Il soggetto deve rendersi conto di stare contribuendo: deve quindi rappresentarsi che la propria condotta stia aiutando l’organizzazione di stampo mafioso. Pertanto per la partecipazione si richiede il dolo specifico e l’affetto societatis, mentre perché vi sia concorso esterno si richiede il dolo generico e la fibrillazione.
Sentenza Carnevale: “il giudice ammazzasentenze” concorrente esterno?

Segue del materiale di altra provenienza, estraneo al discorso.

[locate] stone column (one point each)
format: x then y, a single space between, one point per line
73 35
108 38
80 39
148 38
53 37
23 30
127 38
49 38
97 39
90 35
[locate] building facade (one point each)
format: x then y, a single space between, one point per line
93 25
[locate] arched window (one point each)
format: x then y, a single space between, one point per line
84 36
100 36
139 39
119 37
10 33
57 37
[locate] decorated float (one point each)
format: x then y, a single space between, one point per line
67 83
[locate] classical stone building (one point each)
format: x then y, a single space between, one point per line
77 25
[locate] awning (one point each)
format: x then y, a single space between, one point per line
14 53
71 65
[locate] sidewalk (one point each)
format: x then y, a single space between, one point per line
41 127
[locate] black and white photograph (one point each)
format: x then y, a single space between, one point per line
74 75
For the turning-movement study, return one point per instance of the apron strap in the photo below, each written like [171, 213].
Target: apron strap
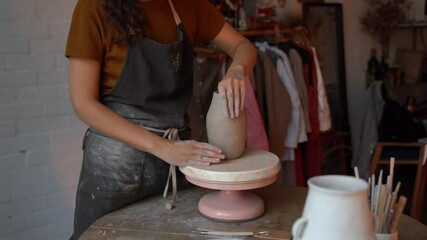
[175, 14]
[172, 134]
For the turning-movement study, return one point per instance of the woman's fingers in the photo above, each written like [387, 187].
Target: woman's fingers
[223, 94]
[198, 153]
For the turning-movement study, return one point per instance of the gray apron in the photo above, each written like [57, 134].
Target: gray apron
[153, 91]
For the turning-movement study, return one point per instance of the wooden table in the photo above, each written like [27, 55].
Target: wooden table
[149, 219]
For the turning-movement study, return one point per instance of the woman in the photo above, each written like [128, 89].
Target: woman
[130, 77]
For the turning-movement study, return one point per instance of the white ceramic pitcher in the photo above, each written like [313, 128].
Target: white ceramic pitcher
[336, 208]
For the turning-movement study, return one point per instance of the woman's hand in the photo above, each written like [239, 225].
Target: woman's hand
[232, 91]
[189, 153]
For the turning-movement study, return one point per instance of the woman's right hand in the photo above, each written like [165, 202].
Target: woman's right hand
[189, 153]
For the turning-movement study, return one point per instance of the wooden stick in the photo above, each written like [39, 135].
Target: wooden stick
[392, 162]
[386, 213]
[398, 213]
[389, 184]
[372, 193]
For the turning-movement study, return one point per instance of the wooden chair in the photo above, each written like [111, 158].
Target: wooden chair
[415, 153]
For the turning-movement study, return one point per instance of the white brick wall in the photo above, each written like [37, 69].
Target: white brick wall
[40, 138]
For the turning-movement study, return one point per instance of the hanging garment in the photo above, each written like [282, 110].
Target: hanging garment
[365, 139]
[153, 91]
[298, 71]
[256, 137]
[325, 122]
[313, 148]
[289, 81]
[296, 129]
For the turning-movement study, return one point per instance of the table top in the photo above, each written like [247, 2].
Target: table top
[149, 219]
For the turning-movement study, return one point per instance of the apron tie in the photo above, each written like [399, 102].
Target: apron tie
[171, 134]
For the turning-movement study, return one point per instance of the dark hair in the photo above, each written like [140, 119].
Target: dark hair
[127, 17]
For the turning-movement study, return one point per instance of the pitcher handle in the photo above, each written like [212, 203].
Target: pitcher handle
[298, 228]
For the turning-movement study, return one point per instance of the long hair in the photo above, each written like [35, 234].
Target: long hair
[127, 17]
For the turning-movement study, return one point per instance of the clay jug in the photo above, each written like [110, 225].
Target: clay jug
[229, 134]
[336, 208]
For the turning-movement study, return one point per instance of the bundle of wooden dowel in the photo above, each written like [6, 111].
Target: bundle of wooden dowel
[385, 203]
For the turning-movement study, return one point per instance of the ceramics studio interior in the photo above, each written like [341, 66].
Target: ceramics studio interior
[243, 119]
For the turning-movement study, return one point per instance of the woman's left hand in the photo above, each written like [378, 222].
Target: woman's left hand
[232, 90]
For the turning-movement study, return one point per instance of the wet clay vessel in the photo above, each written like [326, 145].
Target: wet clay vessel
[229, 134]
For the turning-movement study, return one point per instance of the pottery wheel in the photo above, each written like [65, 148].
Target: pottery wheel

La sentenza Carnevale del 2002 riguardò un giudice, Corrado Carnevale, presidente della prima sezione penale della Corte suprema di cassazione dal 1985 al 1993. Carnevale fu accusato di concorso esterno per aver aggiustato alcuni processi, annullando per vizi di forma numerose sentenze. Si sospettava una sua connivenza con la criminalità organizzata. Nella sentenza Carnevale si allarga la fattispecie del concorso esterno, includendo “ogni condotta idonea a mantenere o rafforzare il vincolo associativo”, indipendentemente dalla fibrillazione. Si richiede però il dolo diretto, cioè il soggetto deve sapere che la sua condotta sta rafforzando o mantenendo il vincolo associativo e deve agire in tale direzione.
La sentenza Mannino: valutazione ex post
La sentenza Mannino del 2005 restringe la fattispecie oggettiva. Rimane il dolo diretto, ma si richiede che la valutazione del rafforzamento o del mantenimento del vincolo associativo in relazione alla condotta sia fatta ex post. Bisogna seguire la legge scientifica di copertura e ne va verificata l’applicazione al caso concreto. Si usa quindi l’orientamento della sentenza Franzese, di cui abbiamo parlato in questo articolo.
Può essere sufficiente anche la mera disponibilità, ossia il comportamento del soggetto che si offre di fare un certo atto anche se questo non viene in essere, purché la disponibilità sia stata idonea a rafforzare o mantenere il vincolo associativo valutando ex post. Risulta quindi molto difficile valutare il concorso esterno in associazione mafiosa. Un esempio difficile da sciogliere può essere il caso di un imprenditore con rapporti con la criminalità organizzata: non si può distinguere quando vi sia concorso esterno e quando invece si sia vittime della forza di intimidazione.
La sentenza Contrada: sentenza pilota o caso individuale?
La sentenza Contrada del 2015 riguardò un membro dei servizi segreti che aveva passato Informazioni alla mafia. Fu condannato nel 1996: la CEDU nel 2005 disse che l’Italia aveva violato il principio di prevedibilità delle norme penali, che, assieme alla accessibilità, compone il principio di irretroattività delle leggi penali. Quando Contrada commise il fatto, infatti, la fattispecie non era sufficientemente definita. Contrada venne pertanto scarcerato e l’Italia fu condannata a risarcire per l’ingiusta detenzione. Ci si interrogò quindi se la sentenza della CEDU fosse una “sentenza pilota”, cioè se fosse una guida per tutti gli altri casi. La preoccupazione infatti era che si potesse applicare anche ai cosiddetti fratelli minori, ossia a tutti gli altri casi di concorso esterno in associazione mafiosa precedenti alla sentenza Demitry – la fattispecie viene infatti applicata sulla base della giurisprudenza vigente al momento della commissione del fatto. Le Sezioni Unite della Corte di Cassazione il 24 ottobre del 2019 hanno detto che non è una sentenza pilota, in quanto la sentenza CEDU vale solo per il caso Contrada.